Salamandrei

Nunca gostei de retrospectivas. Para mim, o que passou, passou. Mesmo que tenha sido bom, não vale a pena ver de novo. Quem gosta disso é a Globo. Eu não.

Contudo, até como forma de retomar a escrita que anda bem parada, decidi escrever e discorrer sobre o ano de 2017. Nunca fui pessimista. Costumo ser até um pouco otária de tanto exalar otimismo. É minha filosofia de vida. Ninguém precisa concordar. Cada um, cada um. Também não é costume meu chorar fracassos e percalços.

Mas devo confessar que esse ano foi um ano de provação pessoal. Fui posta à prova em diversos setores. Quase fui reprovada nessa matéria. Ainda bem que na vida real, não existe isso caso contrário, repetir o ano de 2017 seria penalização máxima que – com certeza – me faria desistir. Sentir-se na corda bamba atravessando um precipício a querer lhe engolir, não costuma ser uma sensação agradável. Percorri o ano pisando numa linha invisível que a todo momento balançava e me trazia um sentimento de pânico. E a quem recorrer quando – de repente – sua confiança não encontra moradia em ninguém? Nem mesmo naqueles que tanto confiou?

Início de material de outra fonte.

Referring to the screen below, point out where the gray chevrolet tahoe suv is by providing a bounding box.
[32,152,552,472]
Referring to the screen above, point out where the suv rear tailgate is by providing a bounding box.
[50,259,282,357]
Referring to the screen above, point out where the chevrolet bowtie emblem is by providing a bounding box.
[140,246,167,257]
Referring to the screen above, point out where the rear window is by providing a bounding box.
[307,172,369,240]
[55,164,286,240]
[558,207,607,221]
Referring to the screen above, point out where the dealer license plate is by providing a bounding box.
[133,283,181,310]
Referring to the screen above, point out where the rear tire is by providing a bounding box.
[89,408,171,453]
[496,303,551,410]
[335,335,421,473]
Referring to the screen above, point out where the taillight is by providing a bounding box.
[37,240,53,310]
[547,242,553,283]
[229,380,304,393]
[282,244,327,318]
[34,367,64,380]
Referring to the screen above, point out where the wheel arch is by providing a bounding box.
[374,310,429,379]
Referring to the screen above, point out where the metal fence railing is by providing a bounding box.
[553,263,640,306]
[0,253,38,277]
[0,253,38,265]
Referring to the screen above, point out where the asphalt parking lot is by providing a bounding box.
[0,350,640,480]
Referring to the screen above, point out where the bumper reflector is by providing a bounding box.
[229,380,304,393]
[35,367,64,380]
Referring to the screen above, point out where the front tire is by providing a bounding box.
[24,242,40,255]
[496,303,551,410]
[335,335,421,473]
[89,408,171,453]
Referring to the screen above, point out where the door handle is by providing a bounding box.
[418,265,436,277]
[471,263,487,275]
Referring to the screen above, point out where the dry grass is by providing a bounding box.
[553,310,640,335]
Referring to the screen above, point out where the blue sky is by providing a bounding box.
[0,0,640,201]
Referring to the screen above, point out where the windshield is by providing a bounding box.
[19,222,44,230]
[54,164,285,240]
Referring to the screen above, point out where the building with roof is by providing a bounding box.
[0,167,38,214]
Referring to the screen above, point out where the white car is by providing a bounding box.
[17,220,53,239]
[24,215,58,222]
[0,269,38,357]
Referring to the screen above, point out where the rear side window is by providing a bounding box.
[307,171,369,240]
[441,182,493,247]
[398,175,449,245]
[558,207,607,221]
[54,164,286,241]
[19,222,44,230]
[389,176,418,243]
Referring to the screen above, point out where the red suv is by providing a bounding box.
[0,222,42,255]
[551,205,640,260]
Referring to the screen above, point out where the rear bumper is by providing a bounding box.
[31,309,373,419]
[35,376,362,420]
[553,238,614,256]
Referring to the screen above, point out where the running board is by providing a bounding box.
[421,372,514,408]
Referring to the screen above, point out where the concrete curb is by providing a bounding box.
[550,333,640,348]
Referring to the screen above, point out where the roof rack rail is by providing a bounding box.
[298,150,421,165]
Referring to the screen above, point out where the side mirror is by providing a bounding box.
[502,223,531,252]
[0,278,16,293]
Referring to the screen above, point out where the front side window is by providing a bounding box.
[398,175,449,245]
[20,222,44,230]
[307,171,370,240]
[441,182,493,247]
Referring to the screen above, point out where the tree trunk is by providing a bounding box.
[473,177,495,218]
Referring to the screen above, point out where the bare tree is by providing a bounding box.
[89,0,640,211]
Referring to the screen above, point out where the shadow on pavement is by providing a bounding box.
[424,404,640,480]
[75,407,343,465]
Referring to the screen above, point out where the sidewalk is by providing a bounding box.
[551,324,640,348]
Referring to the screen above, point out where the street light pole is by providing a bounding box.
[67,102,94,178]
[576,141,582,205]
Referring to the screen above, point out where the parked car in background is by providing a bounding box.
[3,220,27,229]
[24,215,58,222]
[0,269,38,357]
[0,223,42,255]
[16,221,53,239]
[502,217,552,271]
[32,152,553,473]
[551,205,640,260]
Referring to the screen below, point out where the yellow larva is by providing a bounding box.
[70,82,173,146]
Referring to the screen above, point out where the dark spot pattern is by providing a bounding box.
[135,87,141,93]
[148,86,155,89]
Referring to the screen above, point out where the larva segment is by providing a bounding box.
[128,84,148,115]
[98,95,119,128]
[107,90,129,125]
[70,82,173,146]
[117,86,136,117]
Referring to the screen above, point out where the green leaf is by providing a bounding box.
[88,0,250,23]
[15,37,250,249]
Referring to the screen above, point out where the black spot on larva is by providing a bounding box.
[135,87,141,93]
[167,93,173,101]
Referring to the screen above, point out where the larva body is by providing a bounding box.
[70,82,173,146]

Alguns podem achar que seja loucura minha. E eu digo: pode até ser afinal, quem hoje não tem pelo menos um fio de neurose? Encontro-me na normalidade.

Minha zona de conforto perdeu  a estabilidade que até então mantinha-me segura. Minhas placas tectônicas moveram-se de forma transloucadas fazendo-me cair diversas vezes. Estou cheia de escoriações físicas e também na alma. O corpo, tratei de passar muito cataflan e bolsa de gelo. E na alma? O que devo aplicar para sanar as dores?

Muita respiração pausada. Muito mantra. Muito vinho para amaciar a carne e entorpecer as emoções. Muito hare khrisna, muito tambor batido. Contudo, o que mais tenho necessitado é de amor. A começar por mim mesma a se enternecer pelos cacos espalhados no chão após o vendaval. Mesmo em pedaços, essa sou eu que teimo em seguir adiante. E sigo tentando ser como a salamandra regenerando minhas partes danificadas.

Hoje, quase um ano, acredito que assimilei parte do aprendizado. Quase refeita, consigo andar de cabeça erguida e só fraquejo quando estou só. Até voltei a sorrir. Outro dia, chegando em meu apartamento, notei que meu vaso de violeta floriu. Fui tomada por uma alegria tão grande que lágrimas me fizeram companhia. O bom é que dessa vez foram lágrimas de alegria. E assim, volto a reconhecer a riqueza da vida. Hora sangramos diante de perdas e tristezas. Hora lacrimejamos de felicidade e assim, através das pequenas coisas que nos acontece no dia a dia, celebramos a graça de estarmos vivos.

E eu, que iniciei esse texto mergulhada na melancolia, termino com o coração palpitando ao som de Freddie Mercury : Show must go on!

3 comentários sobre “Salamandrei

  1. Ah, minha cara, que bom que o tempo passa e a gente se encontra, de alguma maneira, em nós. Seja bem vinda de volta as palavras. Eu fico imensamente satisfeita por saber-te aqui, conosco. Agora já posso pensar em café e em escritos? Eu colaborei, fiquei quietinha, sem lhe provocar com idéias… reparou?

    Novamente lhe digo, estou cá, viu?